L'appelante ne démontre pas que l'échec de la vente est imputable aux agissements du vendeur, lequel, n'ayant pas confié un mandat exclusif de vente à l'agence immobilière SAS Montpellier Properties, était libre de confier un autre mandat à une autre agence, le seul fait d'avoir reçu une offre d'achat et de l'avoir contresigné ne le privant pas du droit de continuer à prospecter pour trouver d'éventuels acquéreurs en cas d'échec de la vente, la nébulosité de l'acquéreur présenté par l'appelante, société de droit américain immatriculée dans l'Etat du Delaware servant d'écran destiné à préserver l'anonymat de personnes physiques, lui laissant légitimement augurer des difficultés quant à l'aboutissement de la vente.
Les premiers juges ont à bon droit écarté la responsabilité du vendeur et le jugement sera confirmé.
Sur la faute de l'agent immobilier :
[M] [N] [I] demande réparation du préjudice causé par la mauvaise foi de son mandataire.

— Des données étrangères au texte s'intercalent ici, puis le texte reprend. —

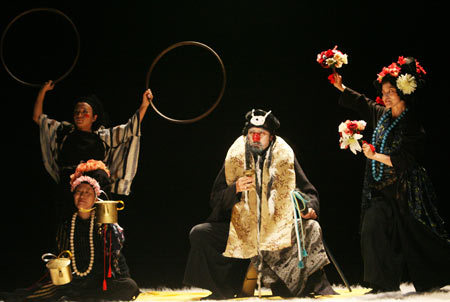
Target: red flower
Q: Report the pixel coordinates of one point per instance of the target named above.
(379, 101)
(331, 78)
(401, 60)
(370, 145)
(352, 126)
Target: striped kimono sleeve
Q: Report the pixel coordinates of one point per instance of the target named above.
(122, 156)
(48, 132)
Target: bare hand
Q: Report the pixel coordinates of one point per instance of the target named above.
(310, 215)
(338, 81)
(49, 85)
(245, 183)
(147, 97)
(368, 152)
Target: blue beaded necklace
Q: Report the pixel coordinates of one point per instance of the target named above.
(379, 175)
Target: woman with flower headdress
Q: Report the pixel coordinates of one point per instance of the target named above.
(64, 145)
(100, 271)
(401, 230)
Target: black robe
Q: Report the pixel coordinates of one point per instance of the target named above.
(401, 230)
(206, 266)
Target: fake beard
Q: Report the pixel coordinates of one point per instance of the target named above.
(255, 148)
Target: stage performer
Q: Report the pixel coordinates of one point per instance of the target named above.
(222, 246)
(64, 145)
(401, 230)
(100, 271)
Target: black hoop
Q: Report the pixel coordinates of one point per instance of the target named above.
(222, 90)
(53, 10)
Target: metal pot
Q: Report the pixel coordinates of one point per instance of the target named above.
(59, 268)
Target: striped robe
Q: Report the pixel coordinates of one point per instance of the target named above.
(122, 149)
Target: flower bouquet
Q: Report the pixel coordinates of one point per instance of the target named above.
(332, 58)
(350, 134)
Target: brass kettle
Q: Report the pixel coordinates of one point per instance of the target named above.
(59, 267)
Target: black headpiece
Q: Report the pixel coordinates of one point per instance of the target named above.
(262, 119)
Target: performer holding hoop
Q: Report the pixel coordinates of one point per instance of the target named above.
(64, 144)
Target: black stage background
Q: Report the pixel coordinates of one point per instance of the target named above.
(269, 51)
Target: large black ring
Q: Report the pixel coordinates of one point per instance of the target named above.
(53, 10)
(222, 90)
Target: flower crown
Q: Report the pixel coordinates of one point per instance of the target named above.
(90, 165)
(406, 83)
(86, 179)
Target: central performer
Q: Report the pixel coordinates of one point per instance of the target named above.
(252, 220)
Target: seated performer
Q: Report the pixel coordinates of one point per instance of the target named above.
(100, 271)
(221, 247)
(65, 144)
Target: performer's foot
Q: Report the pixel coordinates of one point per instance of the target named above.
(214, 296)
(379, 290)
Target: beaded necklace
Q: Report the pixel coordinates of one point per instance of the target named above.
(91, 245)
(377, 132)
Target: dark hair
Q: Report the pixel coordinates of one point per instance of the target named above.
(409, 65)
(97, 109)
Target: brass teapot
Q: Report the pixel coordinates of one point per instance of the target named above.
(106, 210)
(59, 267)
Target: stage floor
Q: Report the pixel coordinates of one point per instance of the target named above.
(407, 293)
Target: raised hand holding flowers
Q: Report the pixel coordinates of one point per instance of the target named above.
(350, 134)
(332, 58)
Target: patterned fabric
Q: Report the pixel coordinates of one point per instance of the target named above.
(122, 149)
(283, 264)
(274, 182)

Le vendeur ne démontre pas cependant que le préjudice allégué - la baisse du prix de vente de plus de 1 500 000 euros ' est imputable aux deux fautes que son mandataire aurait à ses dires commises, la première consistant à ne pas avoir vérifié la solvabilité et l'identité du premier acquéreur, la société Evergreen, la seconde consistant à ne pas avoir donné suite à la demande du second acquéreur, Mr [U], lequel a dû s'adresser à l'autre agence immobilière pour visiter le château.
Le jugement sera confirmé en ce qu'il a rejeté la demande reconventionnelle de [M] [N] [I].
Sur l'article 700 du code de procédure civile :
Il est équitable de condamner la société SAS Montpellier Properties à payer à [M] [N] [I] et à [V] [P] la somme de 2 000 euros chacun sur le fondement de l'article 700 du code de procédure civile.
PAR CES MOTIFS,
LA COUR, après en avoir délibéré conformément à la loi,
Confirme le jugement en toutes ses dispositions,
Y ajoutant,
Condamne la société SAS Montpellier Properties à payer à [M] [N] [I] et à [V] [P] la somme de 2000 euros chacun sur le fondement de l'article 700 du code de procédure civile,
La condamne aux dépens.
Arrêt signé par la présidente et par la greffière.